Applying an Untargeted Metabolomic Strategy to Explore the Interventional Effect and Mechanism of NMN on Aging Model Mice

Background: Aging is usually accompanied by a significant decline in nicotinamide adenine dinucleotide (NAD⁺) level. Nicotinamide mononucleotide (NMN) is a crucial precursor molecule of NAD⁺ with a variety of bioactivities beneficial to health, and the present study just aimed to explore the antiaging effects of NMN and the mechanism of action by using a nontargeted metabolomic strategy.

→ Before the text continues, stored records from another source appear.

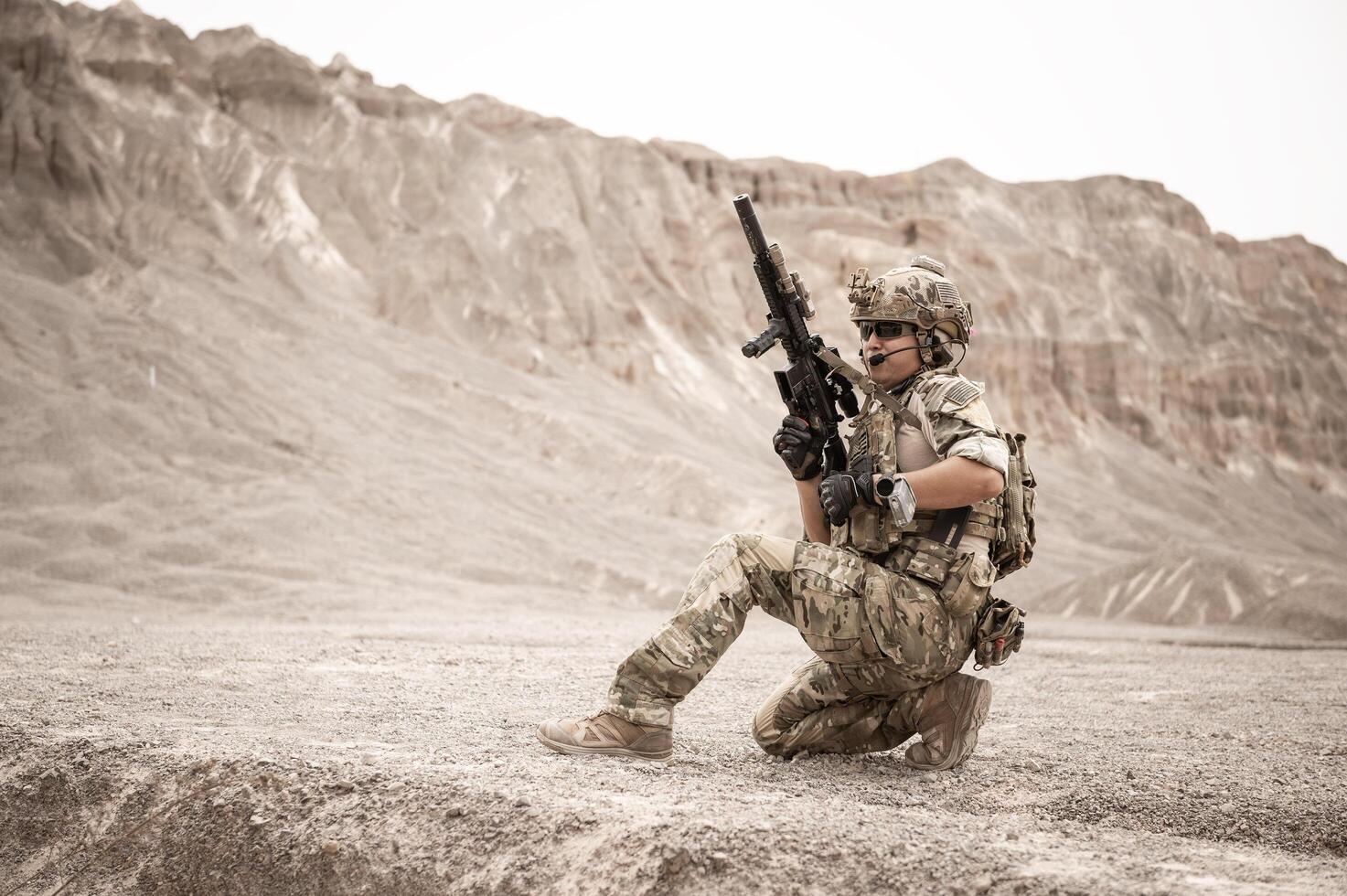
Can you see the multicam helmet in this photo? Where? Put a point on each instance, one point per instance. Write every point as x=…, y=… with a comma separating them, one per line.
x=916, y=294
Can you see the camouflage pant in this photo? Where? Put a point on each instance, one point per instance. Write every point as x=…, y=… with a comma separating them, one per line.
x=879, y=636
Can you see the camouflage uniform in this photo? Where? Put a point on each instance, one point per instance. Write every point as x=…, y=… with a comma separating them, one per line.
x=882, y=613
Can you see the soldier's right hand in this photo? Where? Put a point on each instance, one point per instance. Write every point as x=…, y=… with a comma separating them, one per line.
x=800, y=448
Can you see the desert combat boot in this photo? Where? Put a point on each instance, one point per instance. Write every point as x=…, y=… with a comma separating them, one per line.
x=608, y=734
x=951, y=713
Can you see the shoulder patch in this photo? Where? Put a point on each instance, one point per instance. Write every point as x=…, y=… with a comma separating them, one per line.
x=951, y=391
x=962, y=392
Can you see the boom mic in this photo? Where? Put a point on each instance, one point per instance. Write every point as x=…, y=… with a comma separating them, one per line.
x=880, y=356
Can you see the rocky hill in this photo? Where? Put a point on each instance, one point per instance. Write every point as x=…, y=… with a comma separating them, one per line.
x=276, y=336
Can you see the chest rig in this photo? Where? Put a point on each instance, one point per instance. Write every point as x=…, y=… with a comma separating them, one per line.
x=925, y=546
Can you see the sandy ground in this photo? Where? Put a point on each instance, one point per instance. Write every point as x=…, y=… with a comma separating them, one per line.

Methods: An aging mouse model induced by D-galactosamine (D-gal) was established, which was followed by treatment with NMN (at doses of 100 to 500 mg/kg per day) via oral administration for 10 weeks. The physiological and biochemical changes involved in the aging process were closely monitored to investigate the interventional effects of NMN. Plasma samples were subjected to assay by UPLC-Q-Orbitrap HRMS to reveal the mechanism of action via systematic data mining and statistical analysis.

Results: D-gal injection at a dose of 500 mg/kg per day for 7 weeks successfully induced the aging model in mice. Long-term supplementation with NMN could significantly improve the antioxidant and immune function, boost lipid metabolism, and reduce aging-related inflammatory response in a dose- and time-dependent manner. The nontargeted metabolomic analysis further demonstrated that the interventional effect of NMN on aging mice may be closely related to the regulation of lipid and purine metabolism.

Conclusions: Long-term NMN supplementation could display robust antiaging effects mainly by regulating lipid and purine metabolism, which thus deserves great attention for antiaging intervention.